In the severe group, a dense border of astrocytes and microglia was observed within three days post-infarction, leading to the formation of a permanent cortical cavity and neuronal loss in the surrounding tissues. In contrast, the mild group showed a relatively sparse arrangement of glial borders, intact cortical tissue, and restoration of viability in the brain tissue beyond the glial boundary. These results revealed distinct differences of the glial response and neuronal regeneration between the severe and mild PTS models. The presence of two distinct degrees of ischemic injury offers an opportunity to explore the causal relationship between the spatiotemporal characteristics of glial cells and disease progression/recovery. Thus, it can aid in the development of research strategies for treating neonatal ischemic injury, with an emphasis on reducing detrimental effects and encouraging a beneficial glial response.
The development of astrocytes, including their production, migration, and maturation, primarily occurs during the first three to four weeks after birth [29]. The mechanism and potential for astrocyte repair after injury differ greatly between neonatal and adult astrocytes [30]. Our results showed changes in the molecular expression levels of astrocytes during development, providing new evidence for the different molecular responses of astrocytes during developmental and mature stages in response to ischemic injury. Aldh1L1 has been found to be highly expressed in CNS parenchymal astrocytes [31]. Our previous research has also demonstrated that within the cortex of hGFAP-CreERT2; Rosa-tdT transgenic mice, a remarkable co-localization of over 95% tdT+ cells with Aldh1L1 was observed. [19]. Our findings indicate that after PTS at the cortex of P7 mice, the expression level of Aldh1L1 significantly decreases in developing astrocytes. Notably, this change appeared earlier in the mild group than in the severe group, suggesting its potential relation to tissue repair in perinatal mice after ischemic injury.
During cortical development, Olig2 exhibits transient expression in immature astrocytes at neonatal stages and undergoes progressive downregulation in late postnatal astrocytes [22,23]. Astrocytes in the Olig2-ablated cortex exhibit sustained upregulation of GFAP in the superficial layers [32]. Our study found that ischemic injury at postnatal stages induced the upregulation of GFAP expression and concomitant downregulation of Olig2 expression in astrocytes. However, the causal relationship between these two events remains unclear.
Microglia play a crucial role in regulating the number of neuronal precursors by engulfing neural precursor cells during cortical development [33,34]. The majority of microglia in the postnatal cerebral cortex exhibit an activated morphology and express markers indicative of activation.
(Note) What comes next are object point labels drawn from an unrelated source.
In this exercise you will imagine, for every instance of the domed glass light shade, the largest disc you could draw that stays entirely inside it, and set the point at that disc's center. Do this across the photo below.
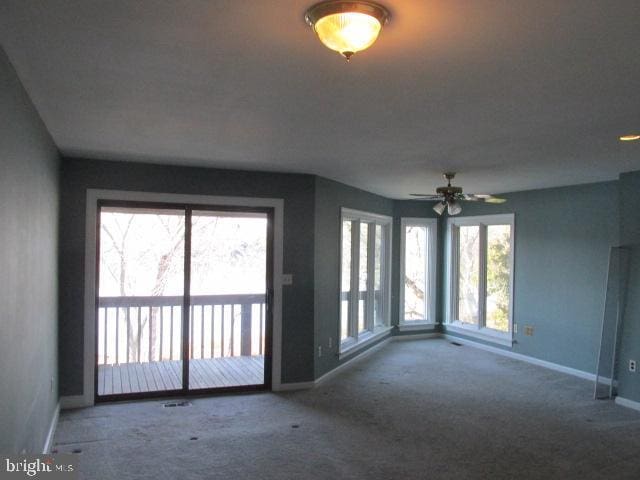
(439, 207)
(347, 27)
(453, 208)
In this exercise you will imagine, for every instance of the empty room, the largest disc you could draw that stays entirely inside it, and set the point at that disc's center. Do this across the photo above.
(342, 239)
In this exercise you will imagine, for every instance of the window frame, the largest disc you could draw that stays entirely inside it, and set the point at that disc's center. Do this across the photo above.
(480, 330)
(431, 224)
(357, 340)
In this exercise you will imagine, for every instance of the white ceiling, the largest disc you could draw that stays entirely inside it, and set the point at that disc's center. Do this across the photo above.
(513, 95)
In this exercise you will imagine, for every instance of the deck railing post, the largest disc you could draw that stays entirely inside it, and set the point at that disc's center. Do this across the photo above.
(245, 329)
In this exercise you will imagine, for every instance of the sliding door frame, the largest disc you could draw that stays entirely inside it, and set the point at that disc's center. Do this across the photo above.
(187, 210)
(273, 208)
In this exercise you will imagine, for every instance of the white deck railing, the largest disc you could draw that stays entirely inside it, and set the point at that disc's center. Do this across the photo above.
(149, 329)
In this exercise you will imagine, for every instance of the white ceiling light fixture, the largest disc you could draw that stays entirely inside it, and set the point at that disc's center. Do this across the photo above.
(347, 27)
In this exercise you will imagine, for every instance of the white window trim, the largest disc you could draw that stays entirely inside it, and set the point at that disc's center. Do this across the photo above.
(432, 231)
(478, 331)
(357, 340)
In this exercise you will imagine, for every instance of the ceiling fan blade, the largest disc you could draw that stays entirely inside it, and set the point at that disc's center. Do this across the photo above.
(426, 196)
(482, 197)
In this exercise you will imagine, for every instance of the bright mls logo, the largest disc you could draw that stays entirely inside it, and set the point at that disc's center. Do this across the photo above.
(40, 466)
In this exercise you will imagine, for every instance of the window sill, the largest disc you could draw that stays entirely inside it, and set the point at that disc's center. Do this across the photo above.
(349, 347)
(416, 325)
(485, 334)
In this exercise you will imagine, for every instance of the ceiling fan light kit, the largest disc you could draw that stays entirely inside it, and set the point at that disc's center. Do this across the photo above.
(347, 27)
(449, 197)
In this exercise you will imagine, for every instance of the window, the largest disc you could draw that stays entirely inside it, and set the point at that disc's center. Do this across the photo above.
(480, 294)
(418, 272)
(364, 277)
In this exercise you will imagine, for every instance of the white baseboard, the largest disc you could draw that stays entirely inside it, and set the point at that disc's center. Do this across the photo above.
(412, 327)
(74, 401)
(524, 358)
(351, 361)
(416, 336)
(286, 387)
(48, 443)
(625, 402)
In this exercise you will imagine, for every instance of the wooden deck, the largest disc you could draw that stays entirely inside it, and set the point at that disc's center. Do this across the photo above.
(167, 375)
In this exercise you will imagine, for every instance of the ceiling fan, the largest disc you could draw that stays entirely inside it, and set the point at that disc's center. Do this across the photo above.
(449, 197)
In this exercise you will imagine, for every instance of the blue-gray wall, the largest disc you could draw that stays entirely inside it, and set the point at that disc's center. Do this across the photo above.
(28, 265)
(330, 198)
(297, 191)
(562, 242)
(629, 383)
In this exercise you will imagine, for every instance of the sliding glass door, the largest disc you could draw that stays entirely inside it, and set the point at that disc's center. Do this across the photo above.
(228, 285)
(183, 299)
During periods of neurogenesis, there are relatively few IBA1+ cells present in the cortical plate, and their distribution is consistent with that observed in the developing neocortex of humans, macaques, and rats [33,35]. Our research indicates that IBA1+ cells in mice follow a similar expression pattern, with a limited number of IBA1+ cells present in the early postnatal mouse cortex, predominantly displaying a polarized morphology.
Despite the existence of various models for neonatal ischemic stroke, the lack of animal models for perinatal ischemic stroke that accurately mirror the mechanisms underlying both acute and long-term deficits in onset and progression remains a challenge. In this study, we observed varying outcomes in the mild and severe groups. Examining the mechanisms driving glial cell reactivity and functionality following ischemic injury in two pathological states, as well as contrasting the processes of neuronal regeneration and regeneration failure between these two conditions, may provide new insights into disease progression control and tissue repair promotion following ischemic damage.
In conclusion, our study has demonstrated a series of dynamic changes in glial cells and neuronal expression following varying degrees of ischemic injury in a mouse PTS model. Furthermore, our findings have provided insights into the potential influence or alteration of neuroglia cell development during the pathogenesis of ischemic brain damage. These discoveries offer new perspectives on the cellular and molecular mechanisms underlying neuroprotection and neural regeneration following ischemic brain damage.
Author Contributions
Conceptualization, S.Q. and Y.L.; methodology, Y.L. and P.G.; validation, G.Q., H.T. and R.G.; formal analysis, Y.L.; investigation, Y.L.; resources, C.Q.; data curation, Y.L.; writing—original draft preparation, Y.L.; writing—review and editing, S.Q.; supervision, S.Q.; funding acquisition, S.Q. All authors have read and agreed to the published version of the manuscript.
Funding
This work was supported by the National Natural Science Foundation of China (Nos. 32170971 and 31871477), the Natural Science Foundation of Shanghai (18ZR1403800), and the National Key Basic Research Program of China (973 Program, No. 2014CB965001).
Institutional Review Board Statement
The animal study protocol was approved by the Animal Care and Use Committee of Shanghai Medical College of Fudan University (protocol DSF-2020-061, approve date 1 December 2020).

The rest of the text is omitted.